I guess ultimately what we're all saying here is that we want, nay, NEED Florian to get up to speed on second edition soon so that he gets self-confident enough to start his "review the reviewers" posts again, which were the highlight of every chapter pack in first edition.
Lordhakera: you're indeed correct--none of us play Tyrell. We may indeed have missed on them, but you are welcome to try to show how they work in the comments. Having not played the Tyrell cards yet (indeed, any of them) we may have missed. The knight, though, is the first removal of any kind in its house, which counts for something, and I'm pretty sure being off by one point from where you would have rated the cards isn't exactly rant worthy. I'd love to see some examples where you think to the Rose banner can work, though; I love stuff that can accelerate my economy.
Bah, thanks for catching that, I'll edit accordingly.
Come on, someone talk to me about Shadow Tower. I wrote out that whole thing
. Where's Ruben when I need him. He loves arguing with me...
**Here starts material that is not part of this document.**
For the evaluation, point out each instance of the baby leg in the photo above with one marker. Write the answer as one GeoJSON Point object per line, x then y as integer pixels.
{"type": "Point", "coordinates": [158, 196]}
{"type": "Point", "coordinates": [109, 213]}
In my Tyrell deck, character cost is not an issue with me when I have QoT. If you have her on the board, the Florent Knight basically discards an opponent's character for free.
With Quent and Doran/Dawn late game, you basically can kill whoever you want.
The same people didn't review the Stark cards and these cards.
So maybe that played a role in the discrepancy in review style.
You have to marshal the house Florent knight to discard a character. QoT doesn't work with it in that way unless you just meant that because of her ability you have no issue spending the 5 gold on that character?EDIT: I need to stop going off of memory, because now I think even more highly of the House Florent Knight.
It just says "enters play" it doesn't mention the marshalling phase.
Oh I see, thanks
Was it spoiled differently before? I was all but certain when I was analyzing it before that it said the condition was marshaling it.
EDIT: I can't find what I thought I read anywhere. This is what I get for using my phone to comment.